All of this is the statistical way of saying, "That Bryce Harper guy? Yeah, he's kinda important."
Meanwhile, the Nationals' playoff odds are slipping. The club has lost three out of four since Harper last played on Sunday, and ESPN.com now has Washington's odds to make the postseason at 20.3 percent. There are seven National League teams ahead of it in that category.
Baseball Prospectus likes Washington's odds more...but only slightly. It has the Nats' playoff odds at 34.8 percent, seventh-best in the Senior Circuit behind the San Francisco Giants. The club's odds have fallen over seven percent from where they were a week ago.
So the Nationals wouldn't qualify for the postseason if the season ended today, and neither ESPN.com nor Baseball Prospectus likes their chances of qualifying for the postseason several months from now.
Ryan Zimmerman made it clear that he doesn't want to hear stuff like this. The Nats third baseman told Thomas Boswell of the Washington Post that "nerds shouldn’t do that stuff.” I'm operating under the assumption that Zimmerman then grumbled something unintelligible and told some nearby kids to get off his lawn.
But really, it doesn't take nerds or numbers to see that the Nats are on thin ice these days and that the ice has gotten increasingly thinner while Harper has been out. Though they're by far the more talented team, it doesn't reflect well on the Nats that they're only a game up on a Philadelphia Phillies team riddled with more weak spots than a low-level video game boss.
The good news? Harper could be back soon. James Wagner of the Washington Post reported on Thursday that Harper has been able to participate in some baseball activities the last couple of days and that he could be back in the starting lineup as soon as Friday evening.
The bad news? Harper probably isn't going to be 100 percent even if he does come back.
Harper tried to play on his bad knee after he first hurt it on May 13, and that obviously didn't end up working out. Though he was able to participate in baseball activities the last couple of days, Wagner wrote that Harper didn't appear to be completely recovered.
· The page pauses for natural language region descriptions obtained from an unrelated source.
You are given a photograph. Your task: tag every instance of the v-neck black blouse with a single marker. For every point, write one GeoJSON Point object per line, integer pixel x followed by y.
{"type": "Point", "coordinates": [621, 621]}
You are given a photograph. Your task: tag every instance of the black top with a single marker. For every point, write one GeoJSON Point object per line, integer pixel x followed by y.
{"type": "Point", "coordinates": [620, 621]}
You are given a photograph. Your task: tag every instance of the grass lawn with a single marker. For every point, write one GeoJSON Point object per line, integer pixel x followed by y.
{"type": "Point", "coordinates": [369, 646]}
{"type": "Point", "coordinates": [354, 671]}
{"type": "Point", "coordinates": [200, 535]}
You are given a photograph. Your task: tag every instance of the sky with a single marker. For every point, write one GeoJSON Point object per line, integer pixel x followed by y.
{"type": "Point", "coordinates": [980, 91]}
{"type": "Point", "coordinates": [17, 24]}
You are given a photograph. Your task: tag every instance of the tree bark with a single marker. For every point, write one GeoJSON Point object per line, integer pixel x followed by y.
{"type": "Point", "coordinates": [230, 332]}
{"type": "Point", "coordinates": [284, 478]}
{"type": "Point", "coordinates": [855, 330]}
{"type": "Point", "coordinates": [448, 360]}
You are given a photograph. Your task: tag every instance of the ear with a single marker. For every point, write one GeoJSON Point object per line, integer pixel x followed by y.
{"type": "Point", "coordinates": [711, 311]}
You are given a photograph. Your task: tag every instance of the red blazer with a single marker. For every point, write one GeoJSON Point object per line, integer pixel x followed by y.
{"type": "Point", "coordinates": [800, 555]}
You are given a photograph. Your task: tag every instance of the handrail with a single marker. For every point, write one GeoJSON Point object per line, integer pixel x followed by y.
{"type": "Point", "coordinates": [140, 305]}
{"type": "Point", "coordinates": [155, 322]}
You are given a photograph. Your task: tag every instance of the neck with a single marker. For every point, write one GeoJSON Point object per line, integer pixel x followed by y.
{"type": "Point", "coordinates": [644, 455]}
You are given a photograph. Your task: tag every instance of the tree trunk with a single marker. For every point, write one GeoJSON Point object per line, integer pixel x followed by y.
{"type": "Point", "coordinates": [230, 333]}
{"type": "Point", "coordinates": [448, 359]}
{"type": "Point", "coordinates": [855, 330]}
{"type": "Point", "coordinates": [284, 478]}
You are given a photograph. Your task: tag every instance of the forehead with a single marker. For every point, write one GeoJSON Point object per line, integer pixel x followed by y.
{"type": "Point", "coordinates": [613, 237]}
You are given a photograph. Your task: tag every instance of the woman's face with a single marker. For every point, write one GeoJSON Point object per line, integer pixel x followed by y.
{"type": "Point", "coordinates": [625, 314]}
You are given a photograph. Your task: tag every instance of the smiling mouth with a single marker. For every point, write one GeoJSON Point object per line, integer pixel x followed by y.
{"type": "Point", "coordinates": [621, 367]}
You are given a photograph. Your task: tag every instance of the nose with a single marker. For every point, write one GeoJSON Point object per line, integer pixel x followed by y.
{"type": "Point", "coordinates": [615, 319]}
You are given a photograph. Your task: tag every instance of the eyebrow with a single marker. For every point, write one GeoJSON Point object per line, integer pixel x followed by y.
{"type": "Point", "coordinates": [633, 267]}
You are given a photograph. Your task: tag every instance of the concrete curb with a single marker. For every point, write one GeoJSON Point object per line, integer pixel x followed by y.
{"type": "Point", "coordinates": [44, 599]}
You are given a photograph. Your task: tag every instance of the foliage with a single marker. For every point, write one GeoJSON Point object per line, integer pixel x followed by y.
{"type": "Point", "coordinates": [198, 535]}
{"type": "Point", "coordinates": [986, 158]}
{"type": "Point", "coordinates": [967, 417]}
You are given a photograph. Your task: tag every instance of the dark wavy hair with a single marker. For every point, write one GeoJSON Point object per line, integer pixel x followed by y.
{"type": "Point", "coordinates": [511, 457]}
As obvious as it is that the Nats are worse off without Harper, it's possible they've been shooting themselves in the foot with their wait-and-see approach to his recovery. Jay Jaffe of Sports Illustrated was justified in pondering if the Nationals should have put Harper on the 15-day disabled list after he first hurt himself.
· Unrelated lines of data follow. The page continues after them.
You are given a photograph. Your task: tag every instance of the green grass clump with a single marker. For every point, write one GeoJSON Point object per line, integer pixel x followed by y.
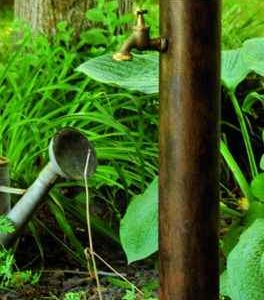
{"type": "Point", "coordinates": [40, 93]}
{"type": "Point", "coordinates": [241, 20]}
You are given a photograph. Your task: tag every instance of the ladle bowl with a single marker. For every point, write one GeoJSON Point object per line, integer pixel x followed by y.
{"type": "Point", "coordinates": [71, 156]}
{"type": "Point", "coordinates": [68, 152]}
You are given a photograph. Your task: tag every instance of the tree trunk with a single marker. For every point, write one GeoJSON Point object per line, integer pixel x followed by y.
{"type": "Point", "coordinates": [125, 6]}
{"type": "Point", "coordinates": [6, 3]}
{"type": "Point", "coordinates": [44, 15]}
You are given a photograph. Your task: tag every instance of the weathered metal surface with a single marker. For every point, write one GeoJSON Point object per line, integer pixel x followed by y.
{"type": "Point", "coordinates": [189, 114]}
{"type": "Point", "coordinates": [4, 181]}
{"type": "Point", "coordinates": [69, 152]}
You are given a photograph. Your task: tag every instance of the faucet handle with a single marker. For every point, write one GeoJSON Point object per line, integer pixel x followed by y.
{"type": "Point", "coordinates": [140, 18]}
{"type": "Point", "coordinates": [141, 11]}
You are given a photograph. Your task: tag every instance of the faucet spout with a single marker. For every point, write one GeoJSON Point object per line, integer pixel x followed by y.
{"type": "Point", "coordinates": [140, 40]}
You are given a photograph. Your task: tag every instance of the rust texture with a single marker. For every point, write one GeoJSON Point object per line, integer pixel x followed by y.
{"type": "Point", "coordinates": [189, 115]}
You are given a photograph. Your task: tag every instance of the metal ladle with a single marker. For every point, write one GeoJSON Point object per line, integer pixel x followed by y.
{"type": "Point", "coordinates": [68, 153]}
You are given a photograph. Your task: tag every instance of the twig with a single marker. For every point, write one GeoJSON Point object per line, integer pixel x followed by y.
{"type": "Point", "coordinates": [85, 175]}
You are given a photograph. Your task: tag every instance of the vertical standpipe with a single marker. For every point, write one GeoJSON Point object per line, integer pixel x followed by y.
{"type": "Point", "coordinates": [4, 181]}
{"type": "Point", "coordinates": [189, 115]}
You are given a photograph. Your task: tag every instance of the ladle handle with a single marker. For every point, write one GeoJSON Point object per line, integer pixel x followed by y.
{"type": "Point", "coordinates": [26, 206]}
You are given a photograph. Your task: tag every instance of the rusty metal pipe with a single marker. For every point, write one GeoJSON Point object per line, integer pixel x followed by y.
{"type": "Point", "coordinates": [189, 115]}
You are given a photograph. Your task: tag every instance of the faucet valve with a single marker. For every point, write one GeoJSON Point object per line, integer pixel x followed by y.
{"type": "Point", "coordinates": [140, 40]}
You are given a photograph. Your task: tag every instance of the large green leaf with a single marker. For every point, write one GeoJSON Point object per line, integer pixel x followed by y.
{"type": "Point", "coordinates": [140, 74]}
{"type": "Point", "coordinates": [234, 68]}
{"type": "Point", "coordinates": [139, 227]}
{"type": "Point", "coordinates": [244, 277]}
{"type": "Point", "coordinates": [253, 55]}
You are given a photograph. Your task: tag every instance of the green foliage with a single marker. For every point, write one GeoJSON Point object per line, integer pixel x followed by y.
{"type": "Point", "coordinates": [105, 23]}
{"type": "Point", "coordinates": [74, 296]}
{"type": "Point", "coordinates": [257, 187]}
{"type": "Point", "coordinates": [139, 227]}
{"type": "Point", "coordinates": [243, 279]}
{"type": "Point", "coordinates": [236, 65]}
{"type": "Point", "coordinates": [241, 20]}
{"type": "Point", "coordinates": [40, 93]}
{"type": "Point", "coordinates": [5, 225]}
{"type": "Point", "coordinates": [9, 277]}
{"type": "Point", "coordinates": [142, 73]}
{"type": "Point", "coordinates": [132, 295]}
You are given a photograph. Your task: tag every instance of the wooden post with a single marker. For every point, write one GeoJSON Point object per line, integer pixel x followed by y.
{"type": "Point", "coordinates": [189, 115]}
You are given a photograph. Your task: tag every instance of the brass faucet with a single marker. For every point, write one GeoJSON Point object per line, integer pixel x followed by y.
{"type": "Point", "coordinates": [140, 39]}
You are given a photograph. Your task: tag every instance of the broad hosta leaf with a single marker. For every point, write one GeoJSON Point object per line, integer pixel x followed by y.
{"type": "Point", "coordinates": [257, 186]}
{"type": "Point", "coordinates": [139, 227]}
{"type": "Point", "coordinates": [250, 100]}
{"type": "Point", "coordinates": [253, 55]}
{"type": "Point", "coordinates": [234, 68]}
{"type": "Point", "coordinates": [140, 74]}
{"type": "Point", "coordinates": [244, 276]}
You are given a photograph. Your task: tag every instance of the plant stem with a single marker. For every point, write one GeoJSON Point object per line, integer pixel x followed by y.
{"type": "Point", "coordinates": [245, 134]}
{"type": "Point", "coordinates": [85, 175]}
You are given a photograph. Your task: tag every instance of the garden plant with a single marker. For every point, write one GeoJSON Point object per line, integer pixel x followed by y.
{"type": "Point", "coordinates": [50, 83]}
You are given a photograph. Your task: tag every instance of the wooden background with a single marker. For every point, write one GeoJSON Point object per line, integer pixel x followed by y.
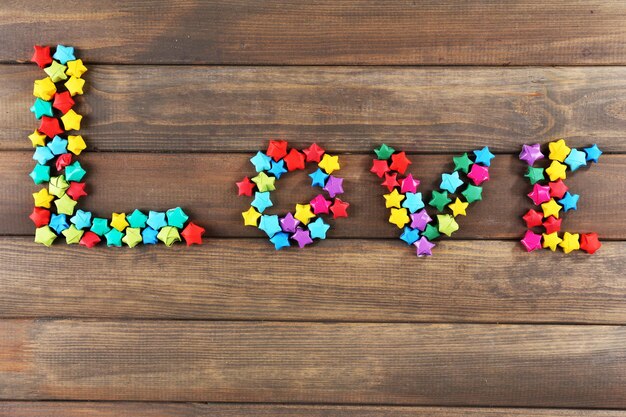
{"type": "Point", "coordinates": [181, 93]}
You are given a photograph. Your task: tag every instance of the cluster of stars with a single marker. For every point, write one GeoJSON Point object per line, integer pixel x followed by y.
{"type": "Point", "coordinates": [554, 197]}
{"type": "Point", "coordinates": [56, 143]}
{"type": "Point", "coordinates": [407, 207]}
{"type": "Point", "coordinates": [303, 225]}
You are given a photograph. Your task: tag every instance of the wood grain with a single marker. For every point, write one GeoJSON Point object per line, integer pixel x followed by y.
{"type": "Point", "coordinates": [339, 280]}
{"type": "Point", "coordinates": [348, 109]}
{"type": "Point", "coordinates": [204, 184]}
{"type": "Point", "coordinates": [451, 32]}
{"type": "Point", "coordinates": [405, 364]}
{"type": "Point", "coordinates": [143, 409]}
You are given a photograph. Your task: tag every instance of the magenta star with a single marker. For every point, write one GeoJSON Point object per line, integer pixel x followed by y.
{"type": "Point", "coordinates": [289, 223]}
{"type": "Point", "coordinates": [531, 153]}
{"type": "Point", "coordinates": [424, 247]}
{"type": "Point", "coordinates": [334, 186]}
{"type": "Point", "coordinates": [303, 237]}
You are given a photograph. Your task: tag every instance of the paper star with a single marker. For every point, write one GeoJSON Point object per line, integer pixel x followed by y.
{"type": "Point", "coordinates": [424, 247]}
{"type": "Point", "coordinates": [313, 153]}
{"type": "Point", "coordinates": [450, 182]}
{"type": "Point", "coordinates": [558, 150]}
{"type": "Point", "coordinates": [484, 156]}
{"type": "Point", "coordinates": [261, 201]}
{"type": "Point", "coordinates": [593, 153]}
{"type": "Point", "coordinates": [531, 241]}
{"type": "Point", "coordinates": [399, 217]}
{"type": "Point", "coordinates": [570, 242]}
{"type": "Point", "coordinates": [318, 229]}
{"type": "Point", "coordinates": [251, 217]}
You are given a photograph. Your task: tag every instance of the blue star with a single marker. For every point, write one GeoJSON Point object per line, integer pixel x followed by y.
{"type": "Point", "coordinates": [280, 240]}
{"type": "Point", "coordinates": [319, 178]}
{"type": "Point", "coordinates": [484, 157]}
{"type": "Point", "coordinates": [413, 202]}
{"type": "Point", "coordinates": [450, 182]}
{"type": "Point", "coordinates": [269, 224]}
{"type": "Point", "coordinates": [58, 145]}
{"type": "Point", "coordinates": [575, 159]}
{"type": "Point", "coordinates": [64, 54]}
{"type": "Point", "coordinates": [261, 162]}
{"type": "Point", "coordinates": [593, 153]}
{"type": "Point", "coordinates": [278, 168]}
{"type": "Point", "coordinates": [82, 219]}
{"type": "Point", "coordinates": [569, 201]}
{"type": "Point", "coordinates": [410, 236]}
{"type": "Point", "coordinates": [261, 201]}
{"type": "Point", "coordinates": [318, 229]}
{"type": "Point", "coordinates": [58, 222]}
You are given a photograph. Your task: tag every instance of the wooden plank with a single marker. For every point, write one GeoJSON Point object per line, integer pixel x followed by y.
{"type": "Point", "coordinates": [340, 280]}
{"type": "Point", "coordinates": [324, 31]}
{"type": "Point", "coordinates": [125, 181]}
{"type": "Point", "coordinates": [348, 109]}
{"type": "Point", "coordinates": [143, 409]}
{"type": "Point", "coordinates": [404, 364]}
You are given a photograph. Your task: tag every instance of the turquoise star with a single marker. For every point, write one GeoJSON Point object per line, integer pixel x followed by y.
{"type": "Point", "coordinates": [318, 229]}
{"type": "Point", "coordinates": [261, 201]}
{"type": "Point", "coordinates": [450, 182]}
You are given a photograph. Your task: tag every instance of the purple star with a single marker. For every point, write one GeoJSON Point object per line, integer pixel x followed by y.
{"type": "Point", "coordinates": [530, 153]}
{"type": "Point", "coordinates": [303, 237]}
{"type": "Point", "coordinates": [334, 186]}
{"type": "Point", "coordinates": [289, 223]}
{"type": "Point", "coordinates": [424, 247]}
{"type": "Point", "coordinates": [420, 219]}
UPDATE: Saturday, June 1 at 2:50 p.m. ET
Jon Heyman of CBS Sports reports that this weekend is a no-go for Harper and that he has ended up on the DL:
"Bryce harper goes on DL. Will be backdated with expectation it won't be long before he's ready. @acomak 1st reported likely
— Jon Heyman (@JonHeymanCBS) June 1, 2013"
Looking more and more like Harper should have been put on the DL two weeks ago.
-- End of update --
Had the Nationals put Harper on the DL after he first crashed into the wall at Dodger Stadium, it's possible he would be fully healthy today and ready, willing and able to spearhead the Nationals' charge to October. Instead, his health is still a question mark more than two weeks after his collision at Dodger Stadium, and the Nats' playoff odds are in peril.
The Nats had better hope that Harper can go from being rickety to being A-OK in short order. If he can do that, he'll be able to stay on the field, keep producing and help the Nats crawl out of their hole.
If Harper's health continues to come and go, the Nationals are going to be in more trouble than they already are. A mere 11 games without Harper in the starting lineup has rendered them a borderline postseason contender. The more games they have to play without him, the more they're going to be in danger of falling out of the discussion entirely.
So I say again: Kevlar. Or adamantium. Whatever it takes.
Note: Stats courtesy of Baseball-Reference.com unless otherwise noted.